Re: No Sexual Pleasure.

Unread post by Sam W »

In case you want to explore vibrators without having to buy or order one, this article has a bunch of ways to safely DIY one at home: D.I.Y. Sex Toys: Self-Love Edition.

At a certain point, this may just be a matter of continuing to explore different ways of masturbating to find ones that feel good to you, or making sure you're taking the pressure off yourself to orgasm when you try masturbating. But, it might not hurt to check in with an OB-GYN just to talk about it. If that's something you want to try, do you feel like you could ask your foster mom for help making an appointment and give her a vague reason why you need it?

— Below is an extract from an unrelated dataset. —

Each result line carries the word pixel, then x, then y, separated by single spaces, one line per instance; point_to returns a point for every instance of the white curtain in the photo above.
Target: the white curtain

Or would you want to try accessing care on your own?
NoPleasure16
not a newbie
Posts: 5
Joined: Thu Sep 10, 2020 5:07 pm
Age: 20
Awesomeness Quotient: I do good art.
Primary language: English
Pronouns: They/Them
Sexual identity: Ace/Aro (Nonbinary)
Location: New Zealand

Re: No Sexual Pleasure.

Unread post by NoPleasure16 »

I could probably get a reason to go to the OB-GYN without being too suspicious. But yes, I plan to buy a vibe in the future and I'll try different ways. Thanks for the link by the way :)
Sam W
scarleteen staff/volunteer
Posts: 9784
Joined: Mon Jul 28, 2014 9:06 am
Age: 32
Awesomeness Quotient: I raise carnivorous plants
Primary language: english
Pronouns: she/her
Sexual identity: queer
Location: Desert

Re: No Sexual Pleasure.

Unread post by Sam W »

You're welcome! If you end up needing help figuring out how to get that appointment in the future, that's something we can walk you through as well.